John Wiley & Sons Inc., New York, 1966). In the semi-continuous feed process, the prior art recommends that a defined, finely divided seed polymer dispersion be placed in the polymerization vessel and then the monomers polymerized in the presence of the seed latex. Here, the seed polymer particles act as "polymerization nuclei" and decouple the polymer particle formation and the polymer particle growth. During the emulsion polymerization, further seed latex can be added directly to the polymerization reactor. As a result, wide size distributions of the polymer particles are achieved, which are often desirable in particular in polymer dispersions with a high solids content (cf., for example, DE-A 4213965). Instead of adding a defined seed latex, it can also be generated in situ. For this purpose, for example, a subset of the monomers used for the polymerization and the radical initiator are initially introduced together with a subset or the total amount of the emulsifier and heated to the reaction temperature, a relatively finely divided polymer seed being formed. The actual polymerization is then carried out in the same polymerization vessel using the feed process (see also DE-A 4213965).

The dispersion polymers are advantageously prepared by free-radically initiated aqueous emulsion polymerization at a reaction temperature in the range from 0 to 170 ° C., but temperatures from 70 to 120 ° C. and in particular 80 to 100 ° C. are particularly preferred. The radical aqueous emulsion polymerization can be carried out at a pressure of less than, equal to or greater than 1 atm (absolute). Volatile monomers such as ethylene, butadiene or vinyl chloride are preferably polymerized under elevated pressure. The pressure can be 1, 2, 1, 5, 2, 5, 10, 15 bar (Overpressure) or even higher values. If emulsion polymerizations are carried out under reduced pressure, pressures of 950 mbar, often 900 mbar and often 850 mbar (absolute) are set. The radical aqueous emulsion polymerization is advantageously carried out at 1 atm (= atmospheric pressure = 1.013 bar absolute) under an inert gas atmosphere, such as, for example, under nitrogen or argon.

Aqueous polyurethane dispersions consist of polyurethane polymers or polyurethane-polyurea polymers, which are accessible through polyaddition reactions of polyols, polyisocyanates and polyamines.
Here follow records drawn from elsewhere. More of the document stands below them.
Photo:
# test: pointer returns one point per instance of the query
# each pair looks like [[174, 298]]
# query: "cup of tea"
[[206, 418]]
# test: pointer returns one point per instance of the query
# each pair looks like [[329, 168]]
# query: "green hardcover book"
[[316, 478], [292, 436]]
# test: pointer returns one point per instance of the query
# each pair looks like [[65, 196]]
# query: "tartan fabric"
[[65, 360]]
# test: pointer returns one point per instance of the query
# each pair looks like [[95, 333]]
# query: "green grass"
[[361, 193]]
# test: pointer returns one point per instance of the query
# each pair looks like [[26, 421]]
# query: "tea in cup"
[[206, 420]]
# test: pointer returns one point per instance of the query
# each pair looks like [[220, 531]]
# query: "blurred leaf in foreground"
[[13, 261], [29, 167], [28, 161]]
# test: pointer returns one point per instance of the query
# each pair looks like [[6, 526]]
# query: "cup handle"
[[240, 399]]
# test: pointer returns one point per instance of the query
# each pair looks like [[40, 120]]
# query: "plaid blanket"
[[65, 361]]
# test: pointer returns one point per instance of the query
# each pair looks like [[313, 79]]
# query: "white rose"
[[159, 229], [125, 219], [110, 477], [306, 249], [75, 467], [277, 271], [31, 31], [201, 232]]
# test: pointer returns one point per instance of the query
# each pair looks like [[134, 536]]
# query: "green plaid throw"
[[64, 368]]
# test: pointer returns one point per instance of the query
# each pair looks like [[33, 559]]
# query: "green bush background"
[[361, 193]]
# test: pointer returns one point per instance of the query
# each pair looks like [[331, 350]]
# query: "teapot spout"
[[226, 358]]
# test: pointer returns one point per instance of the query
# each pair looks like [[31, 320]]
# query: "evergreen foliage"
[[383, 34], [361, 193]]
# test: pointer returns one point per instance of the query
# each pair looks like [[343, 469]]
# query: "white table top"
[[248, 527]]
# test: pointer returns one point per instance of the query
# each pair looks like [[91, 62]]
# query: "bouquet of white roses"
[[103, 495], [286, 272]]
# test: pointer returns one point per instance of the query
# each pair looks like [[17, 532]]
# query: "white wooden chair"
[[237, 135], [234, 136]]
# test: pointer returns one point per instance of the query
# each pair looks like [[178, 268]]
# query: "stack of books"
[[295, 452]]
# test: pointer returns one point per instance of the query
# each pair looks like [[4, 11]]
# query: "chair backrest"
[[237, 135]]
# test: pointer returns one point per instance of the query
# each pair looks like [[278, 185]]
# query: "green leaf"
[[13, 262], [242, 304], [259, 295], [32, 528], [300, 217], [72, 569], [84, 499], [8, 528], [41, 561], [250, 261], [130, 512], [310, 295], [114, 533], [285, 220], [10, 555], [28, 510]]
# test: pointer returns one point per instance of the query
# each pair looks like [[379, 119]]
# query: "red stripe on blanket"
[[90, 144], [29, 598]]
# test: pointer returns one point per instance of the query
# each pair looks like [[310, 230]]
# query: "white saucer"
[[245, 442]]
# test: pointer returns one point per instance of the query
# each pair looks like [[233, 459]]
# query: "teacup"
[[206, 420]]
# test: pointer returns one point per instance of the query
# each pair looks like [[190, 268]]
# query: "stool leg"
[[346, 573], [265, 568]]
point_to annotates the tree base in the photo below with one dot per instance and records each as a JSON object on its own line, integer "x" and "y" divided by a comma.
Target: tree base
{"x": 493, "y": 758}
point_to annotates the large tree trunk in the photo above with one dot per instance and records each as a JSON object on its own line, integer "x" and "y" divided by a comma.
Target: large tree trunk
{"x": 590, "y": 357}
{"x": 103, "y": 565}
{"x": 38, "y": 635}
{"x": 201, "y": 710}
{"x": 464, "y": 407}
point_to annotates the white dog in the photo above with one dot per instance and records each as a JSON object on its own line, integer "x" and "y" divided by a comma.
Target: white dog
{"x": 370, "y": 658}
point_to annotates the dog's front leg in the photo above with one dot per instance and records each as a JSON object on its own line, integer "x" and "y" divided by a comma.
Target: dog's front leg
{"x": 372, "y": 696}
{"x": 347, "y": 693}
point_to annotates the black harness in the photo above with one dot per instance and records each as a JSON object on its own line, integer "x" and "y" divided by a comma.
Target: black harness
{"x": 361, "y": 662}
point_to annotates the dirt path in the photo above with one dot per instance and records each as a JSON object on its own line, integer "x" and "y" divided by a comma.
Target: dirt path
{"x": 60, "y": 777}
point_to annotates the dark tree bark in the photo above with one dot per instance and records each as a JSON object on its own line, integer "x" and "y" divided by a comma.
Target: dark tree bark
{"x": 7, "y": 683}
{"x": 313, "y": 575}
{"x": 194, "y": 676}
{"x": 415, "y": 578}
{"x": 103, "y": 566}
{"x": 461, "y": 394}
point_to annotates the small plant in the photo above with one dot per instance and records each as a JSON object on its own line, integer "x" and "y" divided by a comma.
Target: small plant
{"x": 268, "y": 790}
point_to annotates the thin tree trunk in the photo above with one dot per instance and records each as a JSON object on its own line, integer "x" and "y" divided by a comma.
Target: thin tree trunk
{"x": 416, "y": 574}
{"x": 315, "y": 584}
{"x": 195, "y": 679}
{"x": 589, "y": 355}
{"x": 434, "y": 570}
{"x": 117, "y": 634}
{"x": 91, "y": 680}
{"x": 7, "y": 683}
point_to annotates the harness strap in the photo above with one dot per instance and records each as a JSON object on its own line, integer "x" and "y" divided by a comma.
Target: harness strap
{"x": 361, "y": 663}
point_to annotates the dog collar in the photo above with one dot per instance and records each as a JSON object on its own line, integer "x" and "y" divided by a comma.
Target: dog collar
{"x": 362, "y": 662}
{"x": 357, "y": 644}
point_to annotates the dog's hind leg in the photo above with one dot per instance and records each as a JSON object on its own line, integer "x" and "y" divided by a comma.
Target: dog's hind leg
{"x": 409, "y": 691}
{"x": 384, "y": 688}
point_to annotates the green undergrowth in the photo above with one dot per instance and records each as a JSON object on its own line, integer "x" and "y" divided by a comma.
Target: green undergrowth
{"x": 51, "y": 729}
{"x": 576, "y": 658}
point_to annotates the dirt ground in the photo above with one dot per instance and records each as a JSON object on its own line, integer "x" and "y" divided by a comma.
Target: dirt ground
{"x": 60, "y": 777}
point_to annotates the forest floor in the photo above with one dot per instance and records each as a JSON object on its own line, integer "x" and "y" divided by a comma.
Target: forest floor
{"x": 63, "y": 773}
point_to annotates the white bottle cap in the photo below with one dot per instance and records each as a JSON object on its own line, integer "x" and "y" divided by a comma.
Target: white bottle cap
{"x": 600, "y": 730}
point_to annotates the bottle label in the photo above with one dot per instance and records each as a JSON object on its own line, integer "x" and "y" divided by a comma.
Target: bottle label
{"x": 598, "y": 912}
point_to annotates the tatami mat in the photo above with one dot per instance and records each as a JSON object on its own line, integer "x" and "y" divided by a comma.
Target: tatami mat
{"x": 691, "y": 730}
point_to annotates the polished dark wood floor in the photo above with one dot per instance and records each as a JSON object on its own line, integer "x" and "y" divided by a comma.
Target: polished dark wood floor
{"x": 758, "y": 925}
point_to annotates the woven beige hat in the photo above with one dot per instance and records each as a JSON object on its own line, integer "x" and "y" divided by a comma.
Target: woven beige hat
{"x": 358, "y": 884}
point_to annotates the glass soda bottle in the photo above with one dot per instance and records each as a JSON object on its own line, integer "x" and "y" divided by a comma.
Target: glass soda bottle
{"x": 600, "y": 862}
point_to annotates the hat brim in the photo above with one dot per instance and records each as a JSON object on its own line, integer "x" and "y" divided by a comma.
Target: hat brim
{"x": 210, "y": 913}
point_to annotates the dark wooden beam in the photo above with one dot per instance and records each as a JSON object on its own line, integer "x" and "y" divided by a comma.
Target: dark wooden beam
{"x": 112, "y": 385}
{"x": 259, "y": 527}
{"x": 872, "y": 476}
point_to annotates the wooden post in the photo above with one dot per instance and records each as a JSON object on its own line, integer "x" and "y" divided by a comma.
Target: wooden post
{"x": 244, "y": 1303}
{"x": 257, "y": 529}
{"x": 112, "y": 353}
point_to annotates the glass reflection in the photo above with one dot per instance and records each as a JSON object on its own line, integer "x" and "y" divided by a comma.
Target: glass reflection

Polyurethane prepolymers are first produced from the polyols and the polyisocyanates, which are then dispersed in the aqueous phase and chain-extended with polyamines to form the polyurethane-polyurea polymers. The polyurethane polymers also contain a sufficient amount of hydrophilic groups, which ensure stabilization in the aqueous phase. These hydrophilic groups are anionic, cationic or non-ionic groups. Polyurethane dispersions are two-phase systems that consist of micelles with polyurethane polymers and an aqueous phase. When the polyurethane dispersions are dried, the micelles coalesce or fuse and the polyurethane polymers film or film.

At least one of components A and / or B also contains a filler with a Mohs hardness of at least 5, in particular at least 6. The Mohs hardness is a relative hardness value of minerals. The Mohs hardness covers a range from 1 to 10 on an ordinal scale. Each mineral classified on this scale scratches the previous one and is scratched by the subsequent ones. The specified Shore hardness is important in order to achieve sufficiently strong and resilient connections for hard adhesive joints and chemical anchoring. Suitably the filler is e.g. selected from sand, corundum, gravel, stone powder, glass powder, glass balls, hollow glass balls, glass fibers, metal fibers and pyrogenic silicon dioxide. , The filler preferably has a weight-average particle size of 1 pm to 100 pm, in particular 5 pm to 50 pm.

Component A and / or component B can also contain additives such as rheology modifiers, in particular thickeners, water repellents, film-forming aids, plasticizers, biocides and / or preservatives or combinations.

Both organic and inorganic thickeners can be used as thickeners. Suitable organic thickeners are selected from cellulose ethers, starch ethers, polyacrylamides and associative thickeners. In a further embodiment, the thickener is selected from polysaccharide derivatives and (co) polymers with a weight average molecular weight Mw of more than 500,000 g / mol, in particular more than 1,000,000 g / mol. In a further embodiment, the thickener is selected from cellulose ethers, starch ethers and (co) polymers which comprise structural units of non-ionic (meth) acrylamide monomers and / or sulfonic acid monomers and, if appropriate, of further monomers.

Suitable cellulose ethers are alkyl celluloses such as methyl cellulose, ethyl cellulose, propyl cellulose and methyl ethyl cellulose; Hydroxyalkyl celluloses such as hydroxyethyl cellulose (HEC), hydroxypropyl cellulose (HPC) and hydroxyethyl hydroxypropyl cellulose; Alkylhydroxyalkylcelluloses such as methylhydroxyethylcellulose (MHEC), methylhydroxypropylcellulose (MHPC) and propylhydroxypropylcellulose; and carboxylated cellulose ethers, such as carboxymethyl cellulose (CMC). Preferred are the non-ionic cellulose ether derivatives, in particular methyl cellulose (MC), 20 hydroxypropyl cellulose (HPC), hydroxyethyl cellulose (HEC) and ethyl hydroxyethyl cellulose (EHEC), and particularly preferred are methyl hydroxyethyl cellulose (MHEC) and methyl hydroxypropyl cellulose (MHPC). The cellulose ether derivatives are each obtainable by appropriate alkylation and alkoxylation of cellulose and commercially.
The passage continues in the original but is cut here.